Add PartialAggregateCache for part-level aggregate caching.#93757
Add PartialAggregateCache for part-level aggregate caching.#93757zex-hyd wants to merge 20 commits into
Conversation
ffeb3a4 to
8a4aebe
Compare
|
Hi @alexey-milovidov @rschu1ze, This PR is related to my feature request #93756 for partial aggregate caching (from Intern Tasks 2025/2026). I've started with a skeleton implementation to show the proposed cache structure. Would appreciate feedback on the approach! Happy to adjust based on your suggestions. |
|
Workflow [PR], commit [4f92f09] Summary: ❌
AI ReviewSummaryThis PR introduces an experimental Findings❌ Blockers
Tests
Final VerdictStatus: ❌ Block
|
7bce5fe to
9fa7ee0
Compare
9fa7ee0 to
9a03c03
Compare
|
Hi ClickHouse Team (@alexey-milovidov @rschu1ze @Avogar @clickhouse-admin), PR is ready for review. The failing checks are unrelated to this PR. All relevant checks pass: builds (amd/arm), style, stateless tests (including 03800_partial_aggregate_cache), and unit tests.

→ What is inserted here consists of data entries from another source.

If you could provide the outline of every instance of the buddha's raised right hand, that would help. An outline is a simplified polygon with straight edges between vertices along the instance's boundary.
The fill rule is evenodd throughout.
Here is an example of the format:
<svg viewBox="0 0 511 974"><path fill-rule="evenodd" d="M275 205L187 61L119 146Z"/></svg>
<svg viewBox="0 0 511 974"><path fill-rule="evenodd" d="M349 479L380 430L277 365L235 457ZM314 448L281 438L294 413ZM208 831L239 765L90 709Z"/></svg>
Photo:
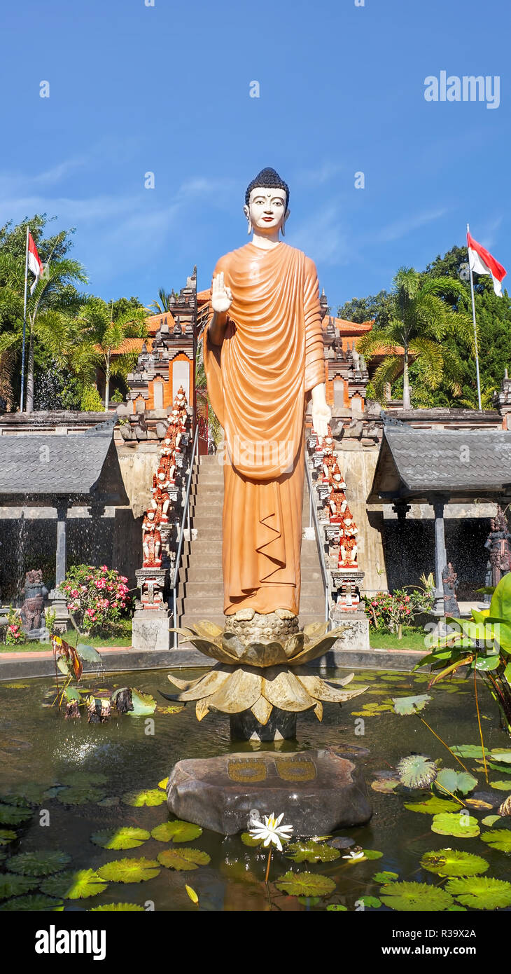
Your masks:
<svg viewBox="0 0 511 974"><path fill-rule="evenodd" d="M211 284L211 308L217 315L225 314L233 304L233 294L230 287L226 287L224 282L224 273L213 277Z"/></svg>

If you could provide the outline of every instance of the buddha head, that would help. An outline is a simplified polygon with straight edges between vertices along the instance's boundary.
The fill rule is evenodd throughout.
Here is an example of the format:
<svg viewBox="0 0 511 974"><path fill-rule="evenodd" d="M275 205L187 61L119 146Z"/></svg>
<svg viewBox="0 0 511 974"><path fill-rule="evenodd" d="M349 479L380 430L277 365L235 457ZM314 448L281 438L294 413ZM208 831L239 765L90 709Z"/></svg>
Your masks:
<svg viewBox="0 0 511 974"><path fill-rule="evenodd" d="M248 220L248 233L257 230L260 235L272 237L278 236L280 231L283 237L290 213L288 204L287 183L274 169L261 169L246 188L243 213Z"/></svg>

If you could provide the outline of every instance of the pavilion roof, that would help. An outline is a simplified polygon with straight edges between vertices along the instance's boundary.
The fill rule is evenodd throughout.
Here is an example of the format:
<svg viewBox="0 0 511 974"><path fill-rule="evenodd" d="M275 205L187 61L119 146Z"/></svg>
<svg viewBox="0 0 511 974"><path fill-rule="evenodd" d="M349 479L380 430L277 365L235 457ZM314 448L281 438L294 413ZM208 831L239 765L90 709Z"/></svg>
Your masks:
<svg viewBox="0 0 511 974"><path fill-rule="evenodd" d="M84 432L0 437L0 499L91 495L112 446L114 425L99 423Z"/></svg>
<svg viewBox="0 0 511 974"><path fill-rule="evenodd" d="M511 431L384 426L369 504L511 494Z"/></svg>

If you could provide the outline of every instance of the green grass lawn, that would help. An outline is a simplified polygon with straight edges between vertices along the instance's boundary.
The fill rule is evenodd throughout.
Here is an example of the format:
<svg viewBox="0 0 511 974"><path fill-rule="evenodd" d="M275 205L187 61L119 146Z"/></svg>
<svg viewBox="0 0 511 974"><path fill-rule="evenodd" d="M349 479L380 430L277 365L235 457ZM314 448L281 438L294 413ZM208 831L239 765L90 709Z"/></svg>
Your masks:
<svg viewBox="0 0 511 974"><path fill-rule="evenodd" d="M66 633L62 633L62 638L70 646L76 646L77 637L76 629L68 629ZM87 633L81 633L80 642L87 643L88 646L94 646L96 649L100 649L102 646L130 646L131 619L121 619L115 634L112 636L89 636ZM51 649L50 642L18 643L18 646L6 646L5 643L0 643L0 653L49 653Z"/></svg>
<svg viewBox="0 0 511 974"><path fill-rule="evenodd" d="M369 645L375 650L420 650L428 653L424 646L426 633L423 629L416 628L412 625L403 626L403 638L398 639L394 633L380 632L369 629Z"/></svg>

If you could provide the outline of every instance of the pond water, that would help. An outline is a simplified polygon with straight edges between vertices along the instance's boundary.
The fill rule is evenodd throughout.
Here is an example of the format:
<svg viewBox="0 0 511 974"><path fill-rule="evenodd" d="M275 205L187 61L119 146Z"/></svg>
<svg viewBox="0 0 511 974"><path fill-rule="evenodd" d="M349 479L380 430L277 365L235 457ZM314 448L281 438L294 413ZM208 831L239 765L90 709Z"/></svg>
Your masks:
<svg viewBox="0 0 511 974"><path fill-rule="evenodd" d="M194 678L200 674L197 670L179 671L179 676L183 675ZM328 675L346 675L346 671L336 671L335 674L331 671ZM186 872L162 866L159 875L146 881L109 881L98 895L65 900L63 908L90 910L105 904L133 903L157 911L197 910L185 888L189 884L199 896L199 908L206 911L267 911L271 909L270 903L272 909L283 911L322 911L335 904L348 910L361 909L360 896L378 897L381 882L373 878L383 871L397 874L400 880L445 885L441 877L421 868L420 858L426 851L446 847L482 856L490 863L486 877L509 879L508 854L491 847L480 836L461 839L438 835L431 831L431 814L405 808L405 802L419 801L427 797L429 791L414 791L404 796L402 793L383 794L371 788L371 782L379 777L377 772L386 772L390 776L396 762L411 753L426 755L441 761L445 768L461 770L419 715L400 717L386 710L377 711L374 716L364 716L364 733L359 732L362 727L356 715L365 704L382 704L390 696L424 693L427 679L424 674L395 671L356 673L355 681L370 684L367 693L344 704L342 708L337 704L325 704L322 723L313 714L300 716L298 745L294 742L280 742L279 745L282 752L328 746L368 749L369 754L356 760L364 768L374 807L373 818L367 826L343 829L337 838L350 839L356 846L382 853L380 857L350 861L344 858L349 853L349 848L342 848L340 857L333 862L297 864L285 854L275 851L267 889L263 881L266 851L247 847L239 836L225 838L204 830L192 842L173 844L172 847L201 849L210 857L207 865ZM169 689L166 674L161 670L108 674L93 679L85 677L85 680L92 690L136 687L152 693L159 703L166 705L158 693L159 689L164 692ZM0 849L4 857L0 870L4 871L4 875L9 868L9 856L36 850L58 849L68 853L71 861L66 870L97 870L105 863L125 858L154 860L169 847L167 842L150 838L136 848L117 851L101 848L91 841L91 835L105 829L136 826L150 832L168 820L165 804L133 807L124 804L123 796L133 791L158 788L159 782L166 777L179 759L274 748L274 745L233 744L229 737L228 718L210 713L199 724L195 706L190 704L176 713L157 711L153 735L146 733L144 717L116 716L104 725L88 725L85 718L65 721L55 708L44 706L52 699L53 690L54 684L49 680L0 684L0 793L22 792L24 787L34 783L53 789L32 805L27 821L0 824L0 829L13 829L17 833L17 839ZM480 745L473 683L456 680L430 693L432 700L420 716L434 731L450 746ZM479 703L485 746L508 748L511 742L498 727L495 705L481 685ZM511 818L500 818L496 825L482 823L486 816L496 814L495 806L508 792L502 787L493 789L491 784L487 784L481 766L474 758L461 760L478 779L473 794L486 793L487 806L470 808L470 815L479 822L481 834L488 828L510 826ZM505 765L500 765L500 770L490 770L491 783L506 780ZM87 775L94 773L103 774L104 782L91 784ZM511 792L511 765L508 766L508 773ZM64 804L65 790L61 786L65 785L72 785L74 798L82 801L87 798L87 788L93 788L94 801ZM86 789L86 795L80 794L80 788L82 792ZM105 798L111 801L98 804ZM493 809L490 807L492 805ZM48 818L44 813L41 815L42 809L49 812L49 825L40 824ZM278 812L279 809L268 809L269 812L273 810ZM289 870L326 876L334 880L335 889L317 900L289 896L276 888L274 883ZM41 882L45 891L44 881L35 880L34 888L27 895L40 893ZM23 906L26 909L30 904L33 909L35 901L29 900L26 904L18 901L17 905L13 899L7 898L0 904L0 909L5 910L6 905L7 909L22 909ZM366 907L371 908L375 907ZM456 908L459 909L459 906ZM378 909L388 910L389 907L383 904Z"/></svg>

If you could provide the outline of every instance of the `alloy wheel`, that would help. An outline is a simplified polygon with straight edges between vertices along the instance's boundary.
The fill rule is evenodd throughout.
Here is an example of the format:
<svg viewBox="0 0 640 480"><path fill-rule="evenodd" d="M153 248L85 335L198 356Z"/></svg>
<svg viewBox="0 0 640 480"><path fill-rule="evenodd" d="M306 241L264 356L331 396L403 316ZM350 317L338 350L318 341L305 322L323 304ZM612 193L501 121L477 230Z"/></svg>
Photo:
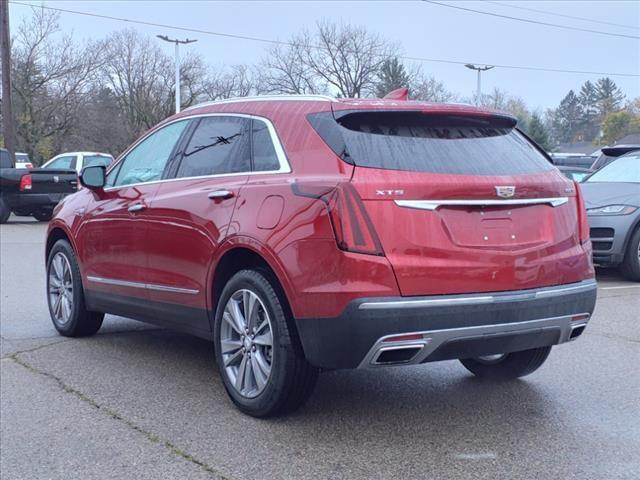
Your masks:
<svg viewBox="0 0 640 480"><path fill-rule="evenodd" d="M273 333L267 309L251 290L238 290L229 298L222 314L220 351L233 388L247 398L258 396L271 376Z"/></svg>
<svg viewBox="0 0 640 480"><path fill-rule="evenodd" d="M56 323L66 325L73 312L73 274L66 255L55 254L49 264L49 308Z"/></svg>

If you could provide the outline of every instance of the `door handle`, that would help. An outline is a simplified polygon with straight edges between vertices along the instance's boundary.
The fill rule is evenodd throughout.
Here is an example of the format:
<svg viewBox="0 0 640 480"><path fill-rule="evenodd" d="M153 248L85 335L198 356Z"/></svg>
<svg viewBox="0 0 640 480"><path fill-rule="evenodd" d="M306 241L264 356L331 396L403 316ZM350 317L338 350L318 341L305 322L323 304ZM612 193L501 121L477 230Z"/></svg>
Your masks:
<svg viewBox="0 0 640 480"><path fill-rule="evenodd" d="M212 200L226 200L233 197L233 192L230 190L214 190L207 195Z"/></svg>
<svg viewBox="0 0 640 480"><path fill-rule="evenodd" d="M135 205L131 205L127 210L129 210L129 213L136 213L136 212L141 212L145 208L147 207L144 204L136 203Z"/></svg>

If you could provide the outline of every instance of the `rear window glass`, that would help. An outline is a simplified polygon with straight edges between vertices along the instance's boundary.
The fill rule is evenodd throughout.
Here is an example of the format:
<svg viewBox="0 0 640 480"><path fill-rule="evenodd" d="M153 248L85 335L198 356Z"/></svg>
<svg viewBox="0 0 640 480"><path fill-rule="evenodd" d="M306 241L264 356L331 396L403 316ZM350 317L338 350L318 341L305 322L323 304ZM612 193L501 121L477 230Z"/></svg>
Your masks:
<svg viewBox="0 0 640 480"><path fill-rule="evenodd" d="M509 117L357 112L336 121L331 115L313 114L309 120L341 158L361 167L461 175L553 168Z"/></svg>

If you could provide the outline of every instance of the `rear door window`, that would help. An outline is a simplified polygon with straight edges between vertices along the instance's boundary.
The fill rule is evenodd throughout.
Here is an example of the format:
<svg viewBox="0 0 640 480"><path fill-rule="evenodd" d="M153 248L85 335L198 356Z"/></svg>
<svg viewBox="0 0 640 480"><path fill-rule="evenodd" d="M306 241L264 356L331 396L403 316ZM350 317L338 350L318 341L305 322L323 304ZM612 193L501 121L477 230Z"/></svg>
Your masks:
<svg viewBox="0 0 640 480"><path fill-rule="evenodd" d="M251 171L251 120L212 116L200 119L176 177L200 177Z"/></svg>
<svg viewBox="0 0 640 480"><path fill-rule="evenodd" d="M460 175L554 168L510 117L359 111L332 121L327 115L309 120L336 154L361 167Z"/></svg>
<svg viewBox="0 0 640 480"><path fill-rule="evenodd" d="M51 162L44 168L74 169L76 168L76 157L75 155L73 155L56 158L53 162Z"/></svg>

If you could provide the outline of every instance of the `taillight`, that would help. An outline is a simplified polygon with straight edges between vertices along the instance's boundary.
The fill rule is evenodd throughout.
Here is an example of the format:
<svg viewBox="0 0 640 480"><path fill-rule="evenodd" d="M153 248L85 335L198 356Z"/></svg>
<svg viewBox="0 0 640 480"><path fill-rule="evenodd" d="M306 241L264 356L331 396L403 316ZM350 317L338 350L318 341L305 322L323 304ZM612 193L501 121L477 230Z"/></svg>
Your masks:
<svg viewBox="0 0 640 480"><path fill-rule="evenodd" d="M322 200L327 206L338 248L347 252L384 255L382 244L362 199L348 182L337 185L294 183L293 193Z"/></svg>
<svg viewBox="0 0 640 480"><path fill-rule="evenodd" d="M576 200L578 201L578 230L580 235L580 243L589 241L589 220L587 218L587 209L584 206L584 199L580 191L580 185L573 182L576 189Z"/></svg>
<svg viewBox="0 0 640 480"><path fill-rule="evenodd" d="M33 183L31 181L31 175L23 175L20 179L20 191L31 190Z"/></svg>

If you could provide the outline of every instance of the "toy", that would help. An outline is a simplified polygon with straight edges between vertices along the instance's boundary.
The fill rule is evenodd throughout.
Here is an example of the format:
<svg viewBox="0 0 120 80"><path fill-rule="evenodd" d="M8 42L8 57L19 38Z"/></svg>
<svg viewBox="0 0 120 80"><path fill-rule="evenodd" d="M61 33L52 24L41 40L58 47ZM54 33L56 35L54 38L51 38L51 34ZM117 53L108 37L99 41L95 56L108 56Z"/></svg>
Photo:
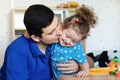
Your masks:
<svg viewBox="0 0 120 80"><path fill-rule="evenodd" d="M67 3L61 3L57 5L57 8L77 8L79 4L75 1L69 1Z"/></svg>

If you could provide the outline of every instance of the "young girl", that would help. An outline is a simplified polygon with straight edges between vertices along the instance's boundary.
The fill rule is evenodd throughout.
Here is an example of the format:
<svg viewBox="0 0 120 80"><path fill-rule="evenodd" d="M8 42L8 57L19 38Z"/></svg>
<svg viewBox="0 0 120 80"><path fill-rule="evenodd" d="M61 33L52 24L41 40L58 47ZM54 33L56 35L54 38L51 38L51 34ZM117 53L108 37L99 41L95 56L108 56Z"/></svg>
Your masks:
<svg viewBox="0 0 120 80"><path fill-rule="evenodd" d="M62 32L59 43L51 47L51 62L53 79L57 80L59 76L74 74L77 77L86 77L89 74L89 65L84 54L80 41L87 37L90 27L94 27L97 18L92 10L82 5L76 10L75 15L65 19L62 25ZM80 65L80 71L71 74L62 74L57 63L64 63L69 60L76 60ZM58 67L58 69L57 69Z"/></svg>

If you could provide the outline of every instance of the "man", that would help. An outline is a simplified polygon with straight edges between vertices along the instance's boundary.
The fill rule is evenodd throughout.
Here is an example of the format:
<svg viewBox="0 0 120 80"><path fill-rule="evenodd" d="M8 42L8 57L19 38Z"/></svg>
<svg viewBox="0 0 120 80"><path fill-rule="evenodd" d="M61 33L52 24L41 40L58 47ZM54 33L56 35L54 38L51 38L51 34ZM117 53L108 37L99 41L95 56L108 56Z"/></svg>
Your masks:
<svg viewBox="0 0 120 80"><path fill-rule="evenodd" d="M26 32L6 49L1 68L2 80L51 80L50 44L58 42L60 24L53 11L40 4L30 6L24 15ZM61 68L65 73L75 72L75 61ZM67 71L67 72L66 72Z"/></svg>

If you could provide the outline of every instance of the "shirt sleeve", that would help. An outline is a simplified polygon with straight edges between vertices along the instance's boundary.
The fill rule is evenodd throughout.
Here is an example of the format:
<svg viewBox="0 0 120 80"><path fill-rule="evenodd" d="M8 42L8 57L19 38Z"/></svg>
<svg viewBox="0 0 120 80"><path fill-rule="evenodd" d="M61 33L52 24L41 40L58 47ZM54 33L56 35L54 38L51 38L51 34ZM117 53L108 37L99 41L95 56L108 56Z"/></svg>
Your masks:
<svg viewBox="0 0 120 80"><path fill-rule="evenodd" d="M21 51L15 48L8 48L2 67L2 80L27 80L27 70L27 61Z"/></svg>

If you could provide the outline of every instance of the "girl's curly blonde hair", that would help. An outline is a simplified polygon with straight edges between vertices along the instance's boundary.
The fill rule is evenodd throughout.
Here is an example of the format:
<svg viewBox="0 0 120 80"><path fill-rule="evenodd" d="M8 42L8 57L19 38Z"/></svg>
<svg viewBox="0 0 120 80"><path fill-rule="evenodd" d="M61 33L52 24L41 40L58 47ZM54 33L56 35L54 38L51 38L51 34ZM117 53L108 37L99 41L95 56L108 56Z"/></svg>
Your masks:
<svg viewBox="0 0 120 80"><path fill-rule="evenodd" d="M70 25L73 27L79 27L81 33L84 35L83 39L87 37L87 34L91 27L94 27L97 21L92 9L82 5L76 9L75 14L64 20L64 28L68 28Z"/></svg>

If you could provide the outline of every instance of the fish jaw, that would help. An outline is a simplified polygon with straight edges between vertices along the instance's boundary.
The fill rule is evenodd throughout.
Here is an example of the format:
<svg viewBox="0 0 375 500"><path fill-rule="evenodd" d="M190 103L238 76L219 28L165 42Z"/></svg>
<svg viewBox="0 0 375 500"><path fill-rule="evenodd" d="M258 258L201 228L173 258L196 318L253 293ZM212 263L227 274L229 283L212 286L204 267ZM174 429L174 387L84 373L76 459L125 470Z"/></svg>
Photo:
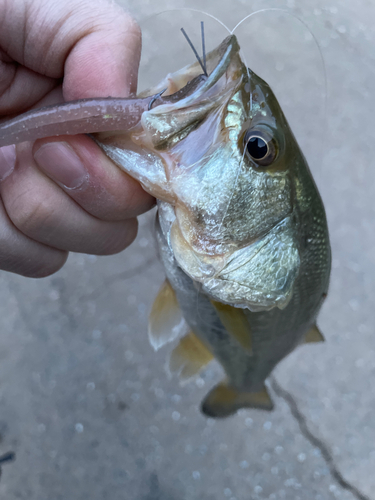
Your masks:
<svg viewBox="0 0 375 500"><path fill-rule="evenodd" d="M130 136L107 134L99 143L173 208L171 249L204 293L251 311L284 308L299 271L292 178L301 153L277 101L267 104L275 101L272 91L241 61L234 36L208 61L209 76L191 92L165 97ZM181 71L197 78L197 63ZM244 134L254 126L278 139L270 168L246 154Z"/></svg>

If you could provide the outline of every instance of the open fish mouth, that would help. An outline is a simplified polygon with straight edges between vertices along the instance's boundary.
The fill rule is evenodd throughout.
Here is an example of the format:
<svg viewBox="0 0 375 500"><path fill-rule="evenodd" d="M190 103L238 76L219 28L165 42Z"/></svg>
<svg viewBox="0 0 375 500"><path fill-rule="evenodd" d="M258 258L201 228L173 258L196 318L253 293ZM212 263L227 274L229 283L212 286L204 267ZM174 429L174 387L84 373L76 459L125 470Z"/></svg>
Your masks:
<svg viewBox="0 0 375 500"><path fill-rule="evenodd" d="M177 221L170 243L181 269L213 300L256 312L283 309L292 297L300 257L291 216L229 255L198 254L184 239Z"/></svg>

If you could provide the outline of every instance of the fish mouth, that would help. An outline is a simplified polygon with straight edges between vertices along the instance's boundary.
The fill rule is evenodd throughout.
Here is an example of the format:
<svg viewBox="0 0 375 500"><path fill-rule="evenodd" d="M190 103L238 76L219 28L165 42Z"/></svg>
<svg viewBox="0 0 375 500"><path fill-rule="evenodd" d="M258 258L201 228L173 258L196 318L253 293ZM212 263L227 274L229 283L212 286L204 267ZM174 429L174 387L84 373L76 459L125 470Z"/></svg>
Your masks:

Failures are in integration test infrastructure, fuzzer edge cases, and unrelated features. Stack traces show nothing related to aggregation or caching. The partial aggregate cache test passes. PR is ready for review. Thanks in advance for any comments, suggestions, or approval. |
9a03c03 to
66170ba
Compare
| /// produce the same partial aggregates on every execution, so we cache and reuse them. | ||
| /// | ||
| /// Enable with: SET use_partial_aggregate_cache = 1 | ||
| class PartialAggregateCache |
There was a problem hiding this comment.
The new cache will live side-by-side to the regular query cache which isn't really great. I would rather like to see the normal query cache develop into an intermediate result cache.
Would you please check if the existing query result cache can be extended into this direction? Perhaps we can have just another key/entry type.
There was a problem hiding this comment.
Thanks for your review! I spent some time looking into this.
So bascially the QueryResultCache and PartialAggregateCache both use CacheBase, but the key/entry and invalidation story is quite different: the query cache is AST + user/roles with TTL, partial aggregates are semantic hash + part + mutation version, and they hook into the pipeline in different places. Folding that into QueryResultCache as “just another entry kind” would need a proper design pass, not a small tweak.
I suggest kept them split here to keep the PR focused. And possible in the future open a tracking issue for a unified intermediate-result cache if that direction still makes sense.
|
@rschu1ze Thank you so much for the code review! This really helps a lot! I will be working on them based on the feedback in the next few days and continuously making contribution to ClickHouse! |
005c8f2 to
d17e874
Compare
| @@ -264,6 +265,16 @@ MergeTreeSelectProcessor::readCurrentTask(MergeTreeReadTask & current_task, IMer | |||
| res.read_mark_ranges)); | |||
| } | |||
|
|
|||
| if (reader_settings.use_partial_aggregate_cache) | |||
There was a problem hiding this comment.
We can know the set of parts to read on the planning stage. This logic is both weird and inefficient, because we shouldn't spend time reading this data at all.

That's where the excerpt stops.